No one cares what you know until they know you care.
My Story - the professional is personal
My Story - the professional is personal
Hello awesome parent-to-be! Thank you for exploring your options. Are you overwhelmed yet? There are so many choices now. Here's a bit about me and my practice.
I was born in Texas... not that far back? Ok. I married my soulmate in 1995 in Evergreeen Colorado and settled down to the business of building our family. After years of infertility and losses, I conceived my son, Ethan, in 1998. His pregnancy story includes incompetent cervix, cerclage stitch, preterm labor, inversion, preeclampsia, drama, bedrest, anxiety, breech, amnio, and c-section at 38 weeks. He was 7 pounds, 11 ounces and perfect. He was a delightful baby and breastfed like a champ even though he was early and surgically delivered. It was strange to be home with a new baby when my day was historically filled with people and adult conversation. I felt constrained by what my pediatrician was telling me in a 20 minute visit, what I was reading, what my family suggested and what Brian and I wanted to do.
Eighteen months later, we were pregnant with Emma and I began to study to become a labor doula. I wanted a "normal birth", a vaginal delivery. I wanted to stay home as long as possible and have an easier recovery. At 42 weeks, I was still pregnant and still attending births as a doula. My doctor had a very kind discussion with me and we decided to have a repeat c-section. He prepared me for how huge she was going to be. My 7 pound, 4 ounce baby girl arrived to an apologetic doctor and then I hemorrhaged in postpartum. My doula was there and tried to manage my family and my husband and she worked hard to keep the baby with me. It felt like everyone in the hallway didn't quite understand the severity of what was happening in the room. The wanted to see Emma. I felt a bit meaningless. Like the "wrapper that held the candy" (I just heard that from a speaker at the Maternal Mental Health Conference). I came home weak, disappointed, sad (this was a few months after 9/11) and anxious. Very very anxious. Clinically anxious actually. Emma was also what we lovingly call "an appendage baby". I couldn't put her down - ever. All she wanted was me, so I felt I was letting down Ethan and Brian. Motherhood wasn't quite as glamourous as I had hoped. (She breastfed beautifully by the way - despite post dates, a "geriatric" pregnancy and hemorrhage. She's also quick to smile and gorgeous.)

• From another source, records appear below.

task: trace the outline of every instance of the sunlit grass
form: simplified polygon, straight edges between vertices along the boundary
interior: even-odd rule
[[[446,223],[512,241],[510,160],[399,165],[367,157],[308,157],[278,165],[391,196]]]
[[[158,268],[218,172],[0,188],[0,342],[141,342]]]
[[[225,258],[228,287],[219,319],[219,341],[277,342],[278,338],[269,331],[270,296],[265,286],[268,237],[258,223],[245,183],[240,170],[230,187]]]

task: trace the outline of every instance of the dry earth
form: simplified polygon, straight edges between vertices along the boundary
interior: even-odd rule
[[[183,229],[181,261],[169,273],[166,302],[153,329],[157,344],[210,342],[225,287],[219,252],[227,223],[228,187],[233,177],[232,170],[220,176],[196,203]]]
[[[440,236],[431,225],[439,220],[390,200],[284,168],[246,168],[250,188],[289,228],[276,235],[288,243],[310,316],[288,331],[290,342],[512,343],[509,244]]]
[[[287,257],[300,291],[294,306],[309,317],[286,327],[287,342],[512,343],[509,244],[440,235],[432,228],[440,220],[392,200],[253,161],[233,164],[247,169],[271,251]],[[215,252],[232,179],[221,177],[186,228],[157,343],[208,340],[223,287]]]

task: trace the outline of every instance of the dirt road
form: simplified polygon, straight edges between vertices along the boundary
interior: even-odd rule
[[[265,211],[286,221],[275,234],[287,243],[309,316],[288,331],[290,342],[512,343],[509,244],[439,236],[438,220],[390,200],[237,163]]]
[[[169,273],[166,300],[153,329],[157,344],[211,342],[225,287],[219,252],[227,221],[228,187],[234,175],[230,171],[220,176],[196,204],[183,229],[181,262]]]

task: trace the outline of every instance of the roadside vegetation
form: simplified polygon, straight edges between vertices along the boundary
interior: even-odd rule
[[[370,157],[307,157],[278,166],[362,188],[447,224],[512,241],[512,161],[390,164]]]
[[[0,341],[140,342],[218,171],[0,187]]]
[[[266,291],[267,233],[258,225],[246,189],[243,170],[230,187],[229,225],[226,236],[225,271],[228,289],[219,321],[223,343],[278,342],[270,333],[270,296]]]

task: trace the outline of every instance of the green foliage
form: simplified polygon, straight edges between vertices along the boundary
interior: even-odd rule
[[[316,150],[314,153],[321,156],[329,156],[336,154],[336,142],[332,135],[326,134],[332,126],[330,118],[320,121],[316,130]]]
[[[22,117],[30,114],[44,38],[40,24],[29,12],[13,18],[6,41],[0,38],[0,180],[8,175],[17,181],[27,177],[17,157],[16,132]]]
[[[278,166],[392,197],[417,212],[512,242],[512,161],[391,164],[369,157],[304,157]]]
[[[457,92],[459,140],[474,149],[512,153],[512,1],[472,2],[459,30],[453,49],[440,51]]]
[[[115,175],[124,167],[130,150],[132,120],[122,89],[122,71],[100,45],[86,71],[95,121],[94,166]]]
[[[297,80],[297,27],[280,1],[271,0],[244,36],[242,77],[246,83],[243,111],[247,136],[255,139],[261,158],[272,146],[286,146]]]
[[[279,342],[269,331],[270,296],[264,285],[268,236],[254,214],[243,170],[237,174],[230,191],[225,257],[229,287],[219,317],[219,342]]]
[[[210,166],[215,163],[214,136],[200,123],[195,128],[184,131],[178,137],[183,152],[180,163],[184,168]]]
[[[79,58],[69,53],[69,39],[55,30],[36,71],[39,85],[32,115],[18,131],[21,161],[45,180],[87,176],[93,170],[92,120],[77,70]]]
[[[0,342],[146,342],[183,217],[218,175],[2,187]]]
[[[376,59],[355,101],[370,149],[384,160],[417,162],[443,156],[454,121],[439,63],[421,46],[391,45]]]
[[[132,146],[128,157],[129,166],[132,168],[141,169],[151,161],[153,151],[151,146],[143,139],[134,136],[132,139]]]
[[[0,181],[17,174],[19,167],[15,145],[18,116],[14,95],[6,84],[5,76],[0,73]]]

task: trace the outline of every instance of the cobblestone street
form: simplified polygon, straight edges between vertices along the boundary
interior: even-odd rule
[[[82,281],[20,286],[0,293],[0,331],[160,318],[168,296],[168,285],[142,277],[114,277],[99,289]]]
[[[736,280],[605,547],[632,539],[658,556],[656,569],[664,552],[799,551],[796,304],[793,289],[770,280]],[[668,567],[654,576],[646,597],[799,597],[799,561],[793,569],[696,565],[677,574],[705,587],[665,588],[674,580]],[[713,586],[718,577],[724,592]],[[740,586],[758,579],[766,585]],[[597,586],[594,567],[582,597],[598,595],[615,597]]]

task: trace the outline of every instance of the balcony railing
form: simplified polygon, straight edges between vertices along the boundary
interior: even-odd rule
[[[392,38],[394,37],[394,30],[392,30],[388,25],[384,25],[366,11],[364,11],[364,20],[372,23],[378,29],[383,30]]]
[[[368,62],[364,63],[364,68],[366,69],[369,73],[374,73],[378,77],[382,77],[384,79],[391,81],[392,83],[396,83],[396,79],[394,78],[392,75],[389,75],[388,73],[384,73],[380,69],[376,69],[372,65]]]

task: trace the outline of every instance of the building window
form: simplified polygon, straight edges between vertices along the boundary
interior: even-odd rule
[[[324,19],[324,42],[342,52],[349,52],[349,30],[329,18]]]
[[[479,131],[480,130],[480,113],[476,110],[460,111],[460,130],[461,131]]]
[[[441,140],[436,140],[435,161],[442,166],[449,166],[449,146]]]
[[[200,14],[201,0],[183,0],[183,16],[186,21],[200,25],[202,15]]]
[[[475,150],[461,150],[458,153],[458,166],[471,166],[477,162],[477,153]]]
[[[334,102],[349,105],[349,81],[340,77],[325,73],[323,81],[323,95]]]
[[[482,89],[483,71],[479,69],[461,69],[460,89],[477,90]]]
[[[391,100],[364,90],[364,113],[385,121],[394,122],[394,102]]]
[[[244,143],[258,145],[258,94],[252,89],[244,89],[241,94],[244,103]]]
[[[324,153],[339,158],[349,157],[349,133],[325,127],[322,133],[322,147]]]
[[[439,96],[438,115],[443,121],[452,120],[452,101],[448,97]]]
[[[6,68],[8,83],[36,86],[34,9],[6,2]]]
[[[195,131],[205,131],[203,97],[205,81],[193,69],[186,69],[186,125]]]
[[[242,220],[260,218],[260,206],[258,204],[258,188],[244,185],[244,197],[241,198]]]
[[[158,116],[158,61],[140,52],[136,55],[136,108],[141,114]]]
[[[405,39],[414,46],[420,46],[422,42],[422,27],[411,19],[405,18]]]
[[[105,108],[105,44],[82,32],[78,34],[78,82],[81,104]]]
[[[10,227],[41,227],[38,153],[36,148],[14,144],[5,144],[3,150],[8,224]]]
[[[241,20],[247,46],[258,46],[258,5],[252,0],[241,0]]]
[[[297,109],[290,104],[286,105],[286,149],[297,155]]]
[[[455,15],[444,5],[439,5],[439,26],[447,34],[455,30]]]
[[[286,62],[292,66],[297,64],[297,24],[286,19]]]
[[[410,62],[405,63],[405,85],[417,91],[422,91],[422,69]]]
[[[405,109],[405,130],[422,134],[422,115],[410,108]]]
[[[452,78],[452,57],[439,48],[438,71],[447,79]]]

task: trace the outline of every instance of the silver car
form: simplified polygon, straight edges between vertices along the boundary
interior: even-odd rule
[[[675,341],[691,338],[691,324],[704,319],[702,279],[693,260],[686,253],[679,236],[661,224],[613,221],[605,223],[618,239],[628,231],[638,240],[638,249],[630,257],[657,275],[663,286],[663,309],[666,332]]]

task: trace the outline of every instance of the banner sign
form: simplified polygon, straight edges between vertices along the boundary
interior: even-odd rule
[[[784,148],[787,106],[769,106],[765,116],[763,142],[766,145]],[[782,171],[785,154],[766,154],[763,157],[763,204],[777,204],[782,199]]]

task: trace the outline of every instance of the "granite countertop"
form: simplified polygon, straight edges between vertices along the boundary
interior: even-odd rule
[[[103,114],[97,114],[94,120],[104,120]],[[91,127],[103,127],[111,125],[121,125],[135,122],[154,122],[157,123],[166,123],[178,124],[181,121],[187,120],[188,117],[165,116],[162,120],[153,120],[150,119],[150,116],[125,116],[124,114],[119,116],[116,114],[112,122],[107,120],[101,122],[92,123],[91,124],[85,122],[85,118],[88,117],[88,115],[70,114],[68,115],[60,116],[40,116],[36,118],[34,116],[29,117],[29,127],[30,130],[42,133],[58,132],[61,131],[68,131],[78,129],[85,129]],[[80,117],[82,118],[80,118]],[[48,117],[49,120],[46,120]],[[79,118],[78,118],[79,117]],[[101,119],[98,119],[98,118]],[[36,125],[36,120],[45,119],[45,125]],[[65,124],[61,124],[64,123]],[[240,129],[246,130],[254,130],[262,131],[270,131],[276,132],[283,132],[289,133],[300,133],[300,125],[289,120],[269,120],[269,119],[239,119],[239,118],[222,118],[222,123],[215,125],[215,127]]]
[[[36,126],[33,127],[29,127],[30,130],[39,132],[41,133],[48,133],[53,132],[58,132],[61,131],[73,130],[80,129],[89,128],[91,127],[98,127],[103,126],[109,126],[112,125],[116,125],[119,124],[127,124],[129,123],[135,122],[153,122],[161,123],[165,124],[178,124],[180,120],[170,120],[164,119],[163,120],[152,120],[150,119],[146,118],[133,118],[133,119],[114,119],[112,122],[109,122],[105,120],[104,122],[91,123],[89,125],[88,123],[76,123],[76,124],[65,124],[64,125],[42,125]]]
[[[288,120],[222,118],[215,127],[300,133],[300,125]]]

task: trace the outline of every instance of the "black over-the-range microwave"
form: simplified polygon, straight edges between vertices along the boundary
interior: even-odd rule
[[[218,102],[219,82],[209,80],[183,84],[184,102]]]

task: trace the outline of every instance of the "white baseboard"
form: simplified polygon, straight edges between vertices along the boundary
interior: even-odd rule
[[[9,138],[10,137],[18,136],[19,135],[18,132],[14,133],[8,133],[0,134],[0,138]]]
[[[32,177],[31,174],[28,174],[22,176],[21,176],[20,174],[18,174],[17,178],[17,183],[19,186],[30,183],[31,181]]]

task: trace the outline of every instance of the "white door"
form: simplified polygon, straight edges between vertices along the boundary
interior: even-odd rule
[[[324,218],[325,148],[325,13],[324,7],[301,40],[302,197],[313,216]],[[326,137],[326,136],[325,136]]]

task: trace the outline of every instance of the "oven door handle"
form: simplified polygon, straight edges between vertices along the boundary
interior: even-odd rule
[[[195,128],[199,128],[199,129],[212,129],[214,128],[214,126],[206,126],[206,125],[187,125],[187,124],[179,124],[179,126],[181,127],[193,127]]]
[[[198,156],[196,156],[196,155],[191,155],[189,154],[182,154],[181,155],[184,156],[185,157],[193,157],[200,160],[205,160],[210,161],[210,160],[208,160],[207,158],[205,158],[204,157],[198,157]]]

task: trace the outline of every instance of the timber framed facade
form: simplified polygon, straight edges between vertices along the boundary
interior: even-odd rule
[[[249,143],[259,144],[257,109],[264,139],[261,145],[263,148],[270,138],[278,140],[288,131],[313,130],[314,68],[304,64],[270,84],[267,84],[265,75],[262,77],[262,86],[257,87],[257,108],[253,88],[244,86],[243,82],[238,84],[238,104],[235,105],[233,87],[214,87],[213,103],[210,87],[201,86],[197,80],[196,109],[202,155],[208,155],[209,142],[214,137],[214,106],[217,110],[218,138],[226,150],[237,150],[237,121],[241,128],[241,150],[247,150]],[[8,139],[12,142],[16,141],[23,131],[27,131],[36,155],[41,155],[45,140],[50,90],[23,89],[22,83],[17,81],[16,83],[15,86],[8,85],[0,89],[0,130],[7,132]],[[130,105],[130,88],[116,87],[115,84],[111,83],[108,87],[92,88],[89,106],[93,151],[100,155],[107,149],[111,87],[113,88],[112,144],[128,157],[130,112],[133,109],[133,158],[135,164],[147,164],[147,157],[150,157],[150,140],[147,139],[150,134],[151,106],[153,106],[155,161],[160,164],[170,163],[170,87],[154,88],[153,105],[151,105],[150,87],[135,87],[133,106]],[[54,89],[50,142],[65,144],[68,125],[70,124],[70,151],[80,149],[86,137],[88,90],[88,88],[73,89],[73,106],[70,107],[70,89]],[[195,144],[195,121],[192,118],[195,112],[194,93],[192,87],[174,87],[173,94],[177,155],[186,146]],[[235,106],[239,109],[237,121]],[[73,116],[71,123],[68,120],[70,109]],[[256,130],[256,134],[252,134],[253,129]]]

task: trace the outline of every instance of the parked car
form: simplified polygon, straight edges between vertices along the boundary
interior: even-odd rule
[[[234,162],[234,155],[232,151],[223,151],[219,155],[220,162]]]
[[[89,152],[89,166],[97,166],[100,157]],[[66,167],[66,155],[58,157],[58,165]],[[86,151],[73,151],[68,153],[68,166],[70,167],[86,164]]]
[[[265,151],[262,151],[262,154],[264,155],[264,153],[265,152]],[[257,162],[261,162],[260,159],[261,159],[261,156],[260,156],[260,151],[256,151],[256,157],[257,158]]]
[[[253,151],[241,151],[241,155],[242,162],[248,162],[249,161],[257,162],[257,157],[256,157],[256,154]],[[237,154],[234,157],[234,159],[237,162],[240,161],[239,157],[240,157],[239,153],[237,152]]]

Two very different pregnancies, deliveries and babies, resulted in some great life experience. After Emma's birth, I re-started ICAN here. (International Cesarean Awareness Network) ICAN helped me process and heal so I could be a better doula. I found I loved teaching and enjoyed big groups. I spoke for a La Leche League conference and a midwifery conference. I began to move from doula work into postpartum work and I realized many moms had difficulty breastfeeding. Most of the parents I worked with admitted that the real work was going home from the hospital and learning a whole new life.
I found a spot teaching at a local hospital and became a Certified Lactation Educator. Three years of education, a mini masters with Jan Riordan and lots of experience later, I sat for my IBCLC exam in 2009.
I feel very passionate about education. I believe all parents deserve the knowledge and support necessary to feel confident in their decisions. I love research and reading. I'm amazed at the idea 2023 parents are reading 1970 books and research. Parents now are significantly more busy than 20 years ago. You may not have time to read all the books and all the research to know best practices. That's okay because I've spent the last 20 years doing the work and I'm ready to help you parent your way. You have an expert in your community and in your corner.
I'm looking forward to working with you!